You watch each move,
You know the con,
You’ve been fooled before, so concentrate, remember why you came.
And this time you know your choice is right,
You’ve finally beat the odds.
But when he lifts the cup it’s empty.
You’re fooled again so hang your head in shame,
Love’s a game.
So love is a gun, but it’s also a game. I’m totally on board. This verse continues to do all of the stuff that I pointed out in the first verse, but also does some new things. A small thing that it does is to use words that rhyme with words that popped up in the previous verse, which makes the song cohesive across verses and not just within them. For example, “ball” and “all” in the second verse call echo “call” at the end of the first, and all of the “-ame” call back to the first syllable of “chamber” at the very beginning of the song. Even if you’re not cognitively aware of these matchups (I wasn’t until I listened to the song about 25 times), I promise you’re vaguely aware of something that makes the whole song hang together.
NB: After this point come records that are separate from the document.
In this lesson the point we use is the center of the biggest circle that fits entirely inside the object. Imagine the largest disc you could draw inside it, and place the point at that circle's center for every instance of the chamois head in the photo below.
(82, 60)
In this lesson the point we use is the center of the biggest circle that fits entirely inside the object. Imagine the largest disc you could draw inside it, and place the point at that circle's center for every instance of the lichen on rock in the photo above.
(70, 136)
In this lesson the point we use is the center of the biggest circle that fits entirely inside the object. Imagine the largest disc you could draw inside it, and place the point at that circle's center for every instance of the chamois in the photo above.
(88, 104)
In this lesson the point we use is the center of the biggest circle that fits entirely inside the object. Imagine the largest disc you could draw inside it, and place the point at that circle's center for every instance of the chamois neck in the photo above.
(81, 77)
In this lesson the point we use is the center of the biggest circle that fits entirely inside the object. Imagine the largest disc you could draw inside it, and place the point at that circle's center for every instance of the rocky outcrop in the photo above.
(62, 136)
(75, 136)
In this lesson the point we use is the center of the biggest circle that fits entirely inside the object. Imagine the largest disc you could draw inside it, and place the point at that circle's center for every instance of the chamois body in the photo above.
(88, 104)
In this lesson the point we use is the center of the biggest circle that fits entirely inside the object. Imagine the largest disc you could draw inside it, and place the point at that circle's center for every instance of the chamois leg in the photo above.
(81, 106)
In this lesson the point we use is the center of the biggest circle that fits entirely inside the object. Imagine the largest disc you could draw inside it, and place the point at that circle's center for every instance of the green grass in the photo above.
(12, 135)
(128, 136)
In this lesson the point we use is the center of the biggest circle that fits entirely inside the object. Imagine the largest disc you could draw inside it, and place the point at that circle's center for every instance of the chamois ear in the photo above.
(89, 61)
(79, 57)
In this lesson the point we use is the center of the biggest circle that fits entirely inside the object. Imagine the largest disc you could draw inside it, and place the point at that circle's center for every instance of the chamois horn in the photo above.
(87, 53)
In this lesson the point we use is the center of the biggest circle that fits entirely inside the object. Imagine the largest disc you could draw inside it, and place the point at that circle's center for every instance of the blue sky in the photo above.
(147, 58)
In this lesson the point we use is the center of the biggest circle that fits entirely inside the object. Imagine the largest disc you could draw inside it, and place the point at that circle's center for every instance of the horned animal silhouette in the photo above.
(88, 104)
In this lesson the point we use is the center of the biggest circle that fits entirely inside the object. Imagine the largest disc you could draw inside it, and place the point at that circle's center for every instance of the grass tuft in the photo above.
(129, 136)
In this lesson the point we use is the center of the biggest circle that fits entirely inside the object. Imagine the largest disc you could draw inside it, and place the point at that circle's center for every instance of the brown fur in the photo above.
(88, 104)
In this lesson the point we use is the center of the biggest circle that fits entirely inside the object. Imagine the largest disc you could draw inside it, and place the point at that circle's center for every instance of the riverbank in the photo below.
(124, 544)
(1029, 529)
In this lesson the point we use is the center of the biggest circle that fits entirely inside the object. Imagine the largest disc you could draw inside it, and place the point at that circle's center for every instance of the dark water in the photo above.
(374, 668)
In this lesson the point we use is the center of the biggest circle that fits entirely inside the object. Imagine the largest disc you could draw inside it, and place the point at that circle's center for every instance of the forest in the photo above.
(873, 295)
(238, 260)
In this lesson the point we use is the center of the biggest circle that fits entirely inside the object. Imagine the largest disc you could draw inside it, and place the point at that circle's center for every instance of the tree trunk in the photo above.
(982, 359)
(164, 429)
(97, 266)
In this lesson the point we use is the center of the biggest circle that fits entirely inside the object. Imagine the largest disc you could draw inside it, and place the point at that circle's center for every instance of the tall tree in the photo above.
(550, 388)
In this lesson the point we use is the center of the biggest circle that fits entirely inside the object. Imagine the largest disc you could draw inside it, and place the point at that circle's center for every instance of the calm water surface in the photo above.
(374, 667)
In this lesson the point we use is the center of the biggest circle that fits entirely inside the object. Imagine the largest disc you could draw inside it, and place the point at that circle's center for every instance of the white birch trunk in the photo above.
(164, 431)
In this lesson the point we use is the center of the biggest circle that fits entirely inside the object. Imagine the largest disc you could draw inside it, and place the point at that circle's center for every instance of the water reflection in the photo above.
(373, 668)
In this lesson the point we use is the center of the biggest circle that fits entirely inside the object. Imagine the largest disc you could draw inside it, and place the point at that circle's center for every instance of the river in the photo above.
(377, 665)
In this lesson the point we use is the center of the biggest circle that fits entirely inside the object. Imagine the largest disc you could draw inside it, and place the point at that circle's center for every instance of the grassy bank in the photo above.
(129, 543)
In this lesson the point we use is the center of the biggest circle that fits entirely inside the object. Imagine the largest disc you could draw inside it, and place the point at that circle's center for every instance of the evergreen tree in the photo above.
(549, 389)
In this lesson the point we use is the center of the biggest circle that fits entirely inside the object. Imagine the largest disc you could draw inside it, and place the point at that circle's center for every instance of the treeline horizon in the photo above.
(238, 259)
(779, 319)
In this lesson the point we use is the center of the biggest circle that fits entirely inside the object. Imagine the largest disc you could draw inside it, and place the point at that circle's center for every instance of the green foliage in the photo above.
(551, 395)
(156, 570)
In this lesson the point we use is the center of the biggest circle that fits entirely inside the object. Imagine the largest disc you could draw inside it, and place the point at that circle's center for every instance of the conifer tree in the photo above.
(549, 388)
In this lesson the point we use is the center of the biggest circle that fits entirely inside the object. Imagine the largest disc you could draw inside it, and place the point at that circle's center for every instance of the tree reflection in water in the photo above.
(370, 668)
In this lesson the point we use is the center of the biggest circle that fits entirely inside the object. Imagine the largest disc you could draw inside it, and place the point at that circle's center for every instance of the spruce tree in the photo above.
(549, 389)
The big thing this verse does is introduce information about the character who’s singing. The first verse operates on pretty general terms, but in the second we hear a lot about a “you,” who I’m pretty sure is actually a coded “I.” What I mean by that is, when the singer says, “You know the con, / You’ve been fooled before,” she’s actually telling us that she’s the one who’s been fooled before. The content of her statements tells us that past heartbreak has shaped her cynical outlook on love, but so does her choice of oblique phrasing. She’s guarded now. She has to pretend she’s telling someone else’s story and not her own.
That’s where I’m going to leave you. If you love analyzing Shakespeare, musicals, or both, dig into the latter two verses on your own. There’s tons more to pick apart. To me, this song works so well because it expresses intensely Shakespearean ideas in a contemporary musical theater format, and the two genres mesh perfectly. Yes, on the surface, the song makes a case for a whole bunch of things that love is like. But I think that on a more subtle level, the song also makes a case for the viability of contemporary musical adaptations of Shakespeare.